また1957年には有名な「ウエストサイドストーリー」も作曲しています。1969年には音楽監督を辞任してフリーの指揮者としてウィーンフィル、イスラエルフィルなど多くの楽団を渡り歩いて、作曲にも注力していきました。広島平和コンサートや、ベルリンの壁崩壊を受けて「歓喜の歌」の演奏など、社会的なメッセージを発信し続け、1990年に肺がんで72歳で亡くなります。
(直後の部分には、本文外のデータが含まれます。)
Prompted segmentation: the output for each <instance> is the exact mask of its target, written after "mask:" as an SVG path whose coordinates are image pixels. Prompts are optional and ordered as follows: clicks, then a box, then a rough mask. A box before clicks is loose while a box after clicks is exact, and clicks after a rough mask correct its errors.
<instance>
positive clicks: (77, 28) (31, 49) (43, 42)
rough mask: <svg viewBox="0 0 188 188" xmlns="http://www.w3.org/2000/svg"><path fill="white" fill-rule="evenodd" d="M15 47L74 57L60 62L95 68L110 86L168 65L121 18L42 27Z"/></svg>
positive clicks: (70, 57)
 演奏は自作曲含めて一聴すると柔らかく軽やかで非常に聴きやすいのですが、実際にはとても深い世界が待っています。作曲家としてもジャズ的な側面やブルースの視点とクラシックとの融合という当時として先進的な取り組みは、アメリカでジャズの巨匠マイルス・デイビスやジョン・コルトレーンたちと同時期に活動していたバーンスタインにしかできなかったことです。
 

  一方、1894年にオーストリアのグラーツで生まれたベームは父親の勧めで大学で法学博士の学位を取りますが、ブラームスの親友から個人的に音楽を学んだ後、歌劇場で指揮者デビュー。その演奏を聴いたワーグナーの友人から、バイエルン国立歌劇場音楽監督のブルーノ・ワルターに紹介され、同歌劇場の第4指揮者に招かれます。そこでワルターからモーツァルトについて深く学び、ワルターともどもモーツァルトの権威として揺るぎない地位を獲得します。1934年にはドレスデン国立歌劇場総監督に就任して活躍、シュヴァルツコップなど歌手を見出していきます。またR.シュトラウスとも仲が良く、彼の曲の初演も多数ありとても信用されていました。戦後、連合国側から演奏を禁止されていましたが解除されて、焼失していたウィーン国立歌劇場の再開記念公演で指揮をしました。1962年にはバイロイト音楽祭に登場して「新バイロイト様式」を確立させました。1981年に亡くなったときは世界に衝撃を与え、カラヤンはコンサートで「フリーメイソンのための葬送音楽」を演奏、ベームの演奏予定だったベルリンフィルは代行を立てずに演奏しました。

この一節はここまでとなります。